Beyond this, though, it’s worth taking Trump’s tweet as an actual policy statement. Trump has now called for total repeal of the Affordable Care Act, with no guarantee of any specific replacement later, or even a guarantee that any replacement would ever materialize at all.
It’s hard to estimate what would happen if Republicans did act on this and Trump signed it. Republicans probably wouldn’t be able to repeal some key portions of the Affordable Care Act — particularly its insurance-market regulations — via a simple majority “reconciliation” vote. But they could theoretically repeal things with a budgetary orientation, such as the individual mandate and the Medicaid expansion and the subsidies to lower-income people why buy insurance on the exchanges.
We can estimate the impact of repealing those things.

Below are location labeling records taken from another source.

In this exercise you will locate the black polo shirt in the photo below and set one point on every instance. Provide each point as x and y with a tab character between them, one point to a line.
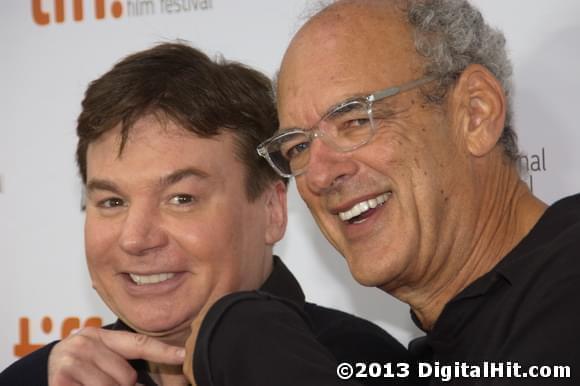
523	312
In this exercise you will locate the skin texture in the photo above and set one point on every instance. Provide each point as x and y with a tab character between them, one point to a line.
172	202
455	206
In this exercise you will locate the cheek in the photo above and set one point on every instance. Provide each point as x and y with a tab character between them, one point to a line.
99	240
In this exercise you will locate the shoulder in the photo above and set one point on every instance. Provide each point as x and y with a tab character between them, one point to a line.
29	370
349	337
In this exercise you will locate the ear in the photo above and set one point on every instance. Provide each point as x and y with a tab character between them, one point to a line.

Indeed, the Congressional Budget Office has already done so, when it analyzed a previous version of a GOP repeal bill over a year ago. And that analysis found that repealing those things would result in 32 million people losing coverage by 2026, 19 million of them people who would lose Medicaid coverage.
This is unequivocally what Trump has now called for. And it is substantially worse than what is currently being debated in the Senate, which would result in 22 million people losing coverage over 10 years, 15 million of them from Medicaid, per the CBO.

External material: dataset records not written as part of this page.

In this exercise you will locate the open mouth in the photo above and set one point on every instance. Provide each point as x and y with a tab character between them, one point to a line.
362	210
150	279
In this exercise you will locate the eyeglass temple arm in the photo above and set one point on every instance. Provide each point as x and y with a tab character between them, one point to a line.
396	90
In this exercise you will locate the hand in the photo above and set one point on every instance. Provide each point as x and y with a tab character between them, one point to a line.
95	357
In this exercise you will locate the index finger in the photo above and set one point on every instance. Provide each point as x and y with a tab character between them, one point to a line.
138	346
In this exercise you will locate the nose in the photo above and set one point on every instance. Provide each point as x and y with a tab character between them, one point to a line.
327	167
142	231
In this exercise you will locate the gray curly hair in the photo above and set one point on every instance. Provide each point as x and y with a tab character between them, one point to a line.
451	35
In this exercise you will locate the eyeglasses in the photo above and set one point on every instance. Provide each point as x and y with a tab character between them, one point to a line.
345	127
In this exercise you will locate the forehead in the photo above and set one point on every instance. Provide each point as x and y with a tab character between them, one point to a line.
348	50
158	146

“When Republicans floated their repeal bill back in 2016, CBO concluded that 32 million people would lose coverage, relative to the current baseline, by 2026,” Nicholas Bagley, a health policy expert at the University of Michigan, emailed me today. “Fully 19 million people would be kicked off of Medicaid. Those coverage losses are even grimmer than the losses from the House and Senate bills that are currently under discussion.”
Whether Trump meant this or not, or even knew what he was calling for, are irrelevant. That’s because it could theoretically happen. In fact, conservative senators such as Rand Paul of Kentucky and Ben Sasse of Nebraska are actively calling on fellow Republicans to go forward with repeal alone right now. Sasse doubled down by tweeting an endorsement of Trump’s demand.